Guest Blogger: Michael Vorhis, author of ARCHANGEL suspense thriller, OPEN DISTANCE adventure thriller & more to come
In England and still throughout Commonwealth countries, local roads made of crushed granite fragments are often called “metal roads” or “metalled roads,” since “metalling” was defined as the practice of binding gravel or crushed stone in a bit of tar to render a rural road durable. If such a term can be applied to overland routes, perhaps a tiny little river that cuts its way through a canyon of granite slabs and litters its bed with the shards of those rocks can be figuratively called “metal” as well.
And so as I type this, I think back on yesterday’s fishing outing with the kind of feeling I suspect the old prospectors might have had when they struck a vein — when men like George Hearst or Pablo Flores hit a shiny seam or mother lode that put a family on the historical map. I think back to the mountain stream I fished yesterday, called the Silver Fork, and I realize that I too have struck “precious metal.”

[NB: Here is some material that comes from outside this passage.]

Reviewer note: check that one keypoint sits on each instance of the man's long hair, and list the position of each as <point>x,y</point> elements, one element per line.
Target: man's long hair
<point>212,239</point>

In this case the effect was to take me off-map, rather than put me on. The Silver Fork of the American River is a tiny tributary of the American River’s South Fork, which itself is one of three separate larger forks of the total Californian American River watershed. The Silver Fork joins the South Fork from a small granite side-canyon high in the tall pines eco-zone; it is a flow of which relatively few are aware, given that most folks scream past the diminutive confluence bent only on shaving a minute off their time to or from the Tahoe casinos.
In this mountain range, such a stream setting is as classic as it gets. Across time, the Silver Fork has carved a small but noteworthy channel through High Sierra granite slabs, and even now slides mostly across them. Although there are loose pebbles in abundance, it is not really a freestone waterway because its real base is largely solid rock. As a result, insect life variety and quantity is somewhat less than what other river bottoms can sustain, and that affects fish growth rates. Terrestrial food supplies are a predominant source of nourishment here. Most water is shallow, and it’s all as clear as the air above it. Roll casts are indispensable, and floating fly lines are the only type that make any sense.